Before we delve into the arrogant narcissism hiding behind this comparison, let’s review this classic underdog story. Israel faced a stalemate in a war with the Philistines. The Philistines decided to propose a deal to end the conflict, allow the strongest warriors from each side to face off in a dual, the side whose warrior prevailed would earn ultimate victory. The Philistines nominated a borderline super-human named Goliath and waited for Israel to respond. David, a young shepherd who didn’t meet the minimum physical guidelines to join the army, delivered food to his brothers with an ulterior motive of bringing information of his brothers’ well being back to his father. While in the camp, David hears Goliath taunting the Israeli army and the Jewish God. Enraged by the insults slung at his God, David is compelled to act.
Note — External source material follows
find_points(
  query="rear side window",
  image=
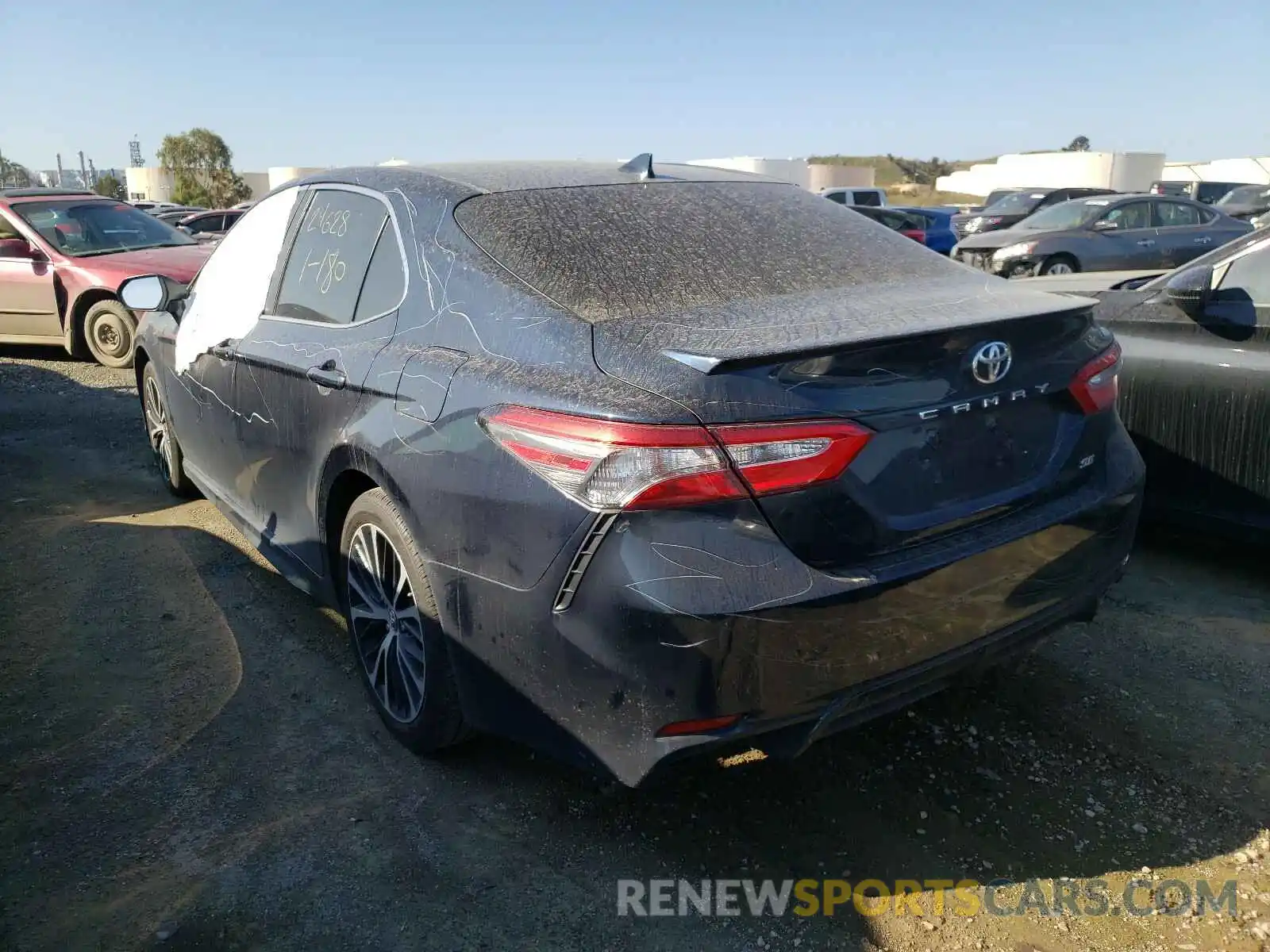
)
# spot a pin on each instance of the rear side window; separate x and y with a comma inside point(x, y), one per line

He pushes through a wall of Israeli soldiers, denounces their cowardice for not standing up to this heathen, and demands King Saul allow him to represent his God and his country against the Philistine agitator. Refusing the typical armor and weaponry bestowed to a warrior, David entered the fight armed with a sling and a few smooth stones. With a flick of his wrist, David buries one of those stones deep into Goliath’s forehead, finishes the war by using Goliath’s own sword to behead him, then earns the right to marry King Saul’s daughter for securing Israel’s victory.

The plight of David and Goliath is often alluded to when someone faces an arduous situation or a daunting task. We imagine ourselves in the place of David, and label the oppressor our Goliath. We’ve completely misconstrued the imagery by doing this. Goliath is not an obstacle to overcome, he represents ultimate evil; in a sense, he is Satan. As much as your ego would like to think, you are not David. David is the one man who stands against evil to rescue his people, David represents Jesus. Last, the Israeli army is not everyone around you who is not strong enough to handle your situation. You are the coward, trusting in your own ability and retreating in the face of your opposition.
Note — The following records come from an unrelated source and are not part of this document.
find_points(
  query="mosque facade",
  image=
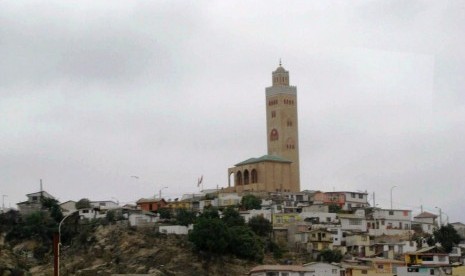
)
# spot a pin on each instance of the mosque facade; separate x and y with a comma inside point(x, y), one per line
point(278, 170)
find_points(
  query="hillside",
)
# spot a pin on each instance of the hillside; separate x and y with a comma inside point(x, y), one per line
point(117, 249)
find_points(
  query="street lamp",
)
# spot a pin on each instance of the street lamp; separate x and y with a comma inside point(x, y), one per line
point(440, 216)
point(159, 192)
point(391, 194)
point(57, 271)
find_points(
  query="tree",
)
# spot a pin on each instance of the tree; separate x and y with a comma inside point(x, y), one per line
point(250, 202)
point(447, 236)
point(232, 217)
point(210, 234)
point(185, 217)
point(245, 244)
point(260, 225)
point(330, 256)
point(83, 204)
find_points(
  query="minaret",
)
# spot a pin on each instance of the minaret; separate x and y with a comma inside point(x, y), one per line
point(282, 124)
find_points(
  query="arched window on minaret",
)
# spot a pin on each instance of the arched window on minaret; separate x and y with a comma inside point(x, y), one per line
point(246, 177)
point(238, 178)
point(254, 176)
point(274, 136)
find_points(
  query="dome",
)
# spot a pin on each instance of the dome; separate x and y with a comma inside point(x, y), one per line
point(280, 69)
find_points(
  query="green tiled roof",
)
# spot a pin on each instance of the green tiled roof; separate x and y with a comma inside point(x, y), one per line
point(264, 158)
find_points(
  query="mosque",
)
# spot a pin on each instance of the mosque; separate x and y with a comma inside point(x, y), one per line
point(277, 171)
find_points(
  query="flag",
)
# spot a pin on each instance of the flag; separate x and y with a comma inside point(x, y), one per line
point(199, 181)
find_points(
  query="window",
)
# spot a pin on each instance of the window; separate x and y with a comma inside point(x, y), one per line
point(254, 176)
point(274, 136)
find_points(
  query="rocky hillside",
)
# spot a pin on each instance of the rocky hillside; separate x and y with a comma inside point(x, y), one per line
point(120, 250)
So what set David apart from the other, much more qualified soldiers that day? Passion. David’s passion for God, his dedication to reaching people and his vehement stand to face anyone who opposed his God. That was the secret to his success against Goliath.

Some of my favorite Hollywood quotes come from movies directed by Steven Nolan. Near the top of my list is a quote from Inception:

“What’s the world’s most resilient parasite? Bacteria? A virus? An intestinal worm? An idea. Resilient, highly contagious. Once an idea has taken hold of the brain, it’s almost impossible to eradicate. An idea that is fully formed, fully understood – that sticks; right in there somewhere.”

David was infected by that parasite. I strive to let it sink deeper. An artist and mentor who worked closely with me to develop a visual ministry inspired me this way: “Don’t go out and try to set the world on fire. Set yourself on fire and see if it catches.”

Today’s drawing provided an excellent opportunity to play with a new computer drawing program I purchased for a logo design project. I love how it turned out!

Passion - David and Goliath - watermarked copy

The ominous black wave is Goliath, a fist forms from the crest and threatens to pound its target. This wave is evil, God’s ultimate enemy. A small, yellow wave retreats into the bottom right corner in trying to avoid the beating that approaches, appropriately represented in a cowardly yellow hue. This wave is the Israelite army in the story, us in modern  reality. A small spark of light splits off from the yellow wave, boldly standing between his people and ultimate evil. This was David that day for Israel, this is Jesus every day for us.

You are not David, but you can take a stand.